Esto era lo que temía. Una vez más Chaumont hizo un gesto de impaciencia, pero Bencolin le hizo señas de guardar silencio. El detective, con su barbado mentón en la mano y entornando los pesados párpados, miraba a Augustin con creciente interés.
—¿Se ha reído usted en los museos de figuras de cera —se apresuró a añadir el viejo— de la gente que, al encontrarse frente a las figuras, imagina que son reales? —Miraba a Bencolin, que asintió—. También habrá visto que, cuando alguna persona viva se queda quieta, creen que es una figura de cera; y ¿les ha visto usted dar un salto y gritar cuando la persona se mueve?… Bueno, en mi Galería de los Horrores está la figura de Madame Louchard, la asesina del hacha. ¿Ha oído hablar de ella?
—La mandé yo a la guillotina —contestó Bencolin brevemente.

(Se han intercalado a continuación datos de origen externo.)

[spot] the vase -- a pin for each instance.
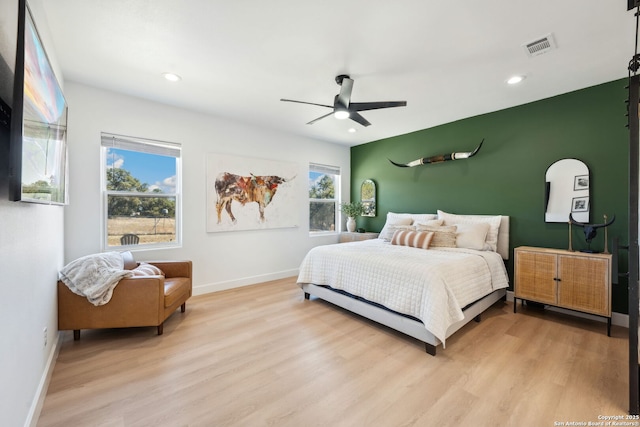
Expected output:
(351, 224)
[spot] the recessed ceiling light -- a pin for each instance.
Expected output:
(172, 77)
(514, 80)
(341, 114)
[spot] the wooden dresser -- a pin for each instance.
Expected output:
(355, 237)
(573, 280)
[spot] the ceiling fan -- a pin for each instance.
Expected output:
(342, 106)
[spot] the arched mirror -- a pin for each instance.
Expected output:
(368, 197)
(567, 191)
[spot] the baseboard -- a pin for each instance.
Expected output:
(618, 319)
(245, 281)
(41, 392)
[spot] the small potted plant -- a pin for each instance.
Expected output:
(352, 210)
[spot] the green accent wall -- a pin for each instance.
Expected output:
(507, 176)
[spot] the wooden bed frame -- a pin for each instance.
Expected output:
(404, 324)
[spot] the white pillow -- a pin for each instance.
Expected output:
(493, 221)
(472, 236)
(145, 269)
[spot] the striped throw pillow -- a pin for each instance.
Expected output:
(416, 239)
(444, 237)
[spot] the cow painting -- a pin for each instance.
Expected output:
(245, 189)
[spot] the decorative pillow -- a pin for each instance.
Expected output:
(146, 269)
(423, 217)
(402, 219)
(129, 262)
(415, 239)
(472, 236)
(493, 221)
(430, 223)
(393, 220)
(443, 236)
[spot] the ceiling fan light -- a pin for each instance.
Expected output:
(341, 114)
(172, 77)
(514, 80)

—¡Ah! Comprenda, señor —dijo Augustin con alguna ansiedad—. Algunas de esas figuras son como viejos amigos. Puedo hablar con ellas. Las quiero. Pero Madame Louchard… no puedo hacer nada de esto con ella, ni siquiera cuando la estaba modelando. Vi que algo diabólico tomaba forma en la cera bajo mis dedos. Era una obra maestra, pero me dio miedo. —Se estremeció—. Está en la Galería; es muy sobria, muy bella, con las manos juntas. Casi parece una novia, con su chal de pieles y su pequeño sombrero pardo. Una noche, hace varios meses, cuando yo estaba cerrando, juraría que vi a Madame Louchard, con su chal de pieles y su sombrerito, caminar bajo la luz verdosa de la Galería…
Chaumont dio un puñetazo en la mesa. Dijo desesperadamente:
—Vámonos. Este hombre está loco.
—No. Era una ilusión… Ella estaba en su sitio, señor —dijo Augustin a Chaumont, mirándole fijamente—. Haría usted mejor en escuchar, porque tal vez le interese esto. La señorita desaparecida era su novia. ¡Bueno!… ¿Quiere usted saber por qué recuerdo a su novia? ¡Voy a decírselo! Llegó ayer, una media hora antes de que cerráramos. No había más que una o dos personas en el vestíbulo principal, y reparé en ella. Yo estaba de pie junto a la puerta que conduce a los sótanos… donde tengo la Galería de los Horrores… y, en el primer momento, ella pareció creer que yo era de cera, y me miró curiosamente. Una hermosa muchacha. Chic. Después me preguntó: «¿Dónde está el sátiro?».
—¿Qué diablos quería decir con eso? —gruñó Chaumont.
—Es una de las figuras de la Galería. ¡Pero escuchen! —Augustin volvió a inclinarse. Su bigote y sus patillas blancas, su brillante cara huesuda, sus pálidos ojos azules temblaban gravemente—. Me dio las gracias. Cuando ella empezó a bajar las escaleras pensé que debía salir un momento y averiguar cuánto tiempo faltaba para cerrar. En el momento de irme, volví la vista hacia atrás y miré hacia las escaleras que descendían… La verde y mortecina luz brillaba sobre las rudas piedras de las paredes a ambos lados de la escalera. La señorita estaba muy cerca del descansillo. Podía oír sus pasos y verla buscar cuidadosamente el camino. Y entonces, casi juraría haber visto otra figura en la escalera, siguiéndola en silencio. La figura de Madame Louchard; la asesina, porque pude ver su chal de pieles y su sombrerito pardo.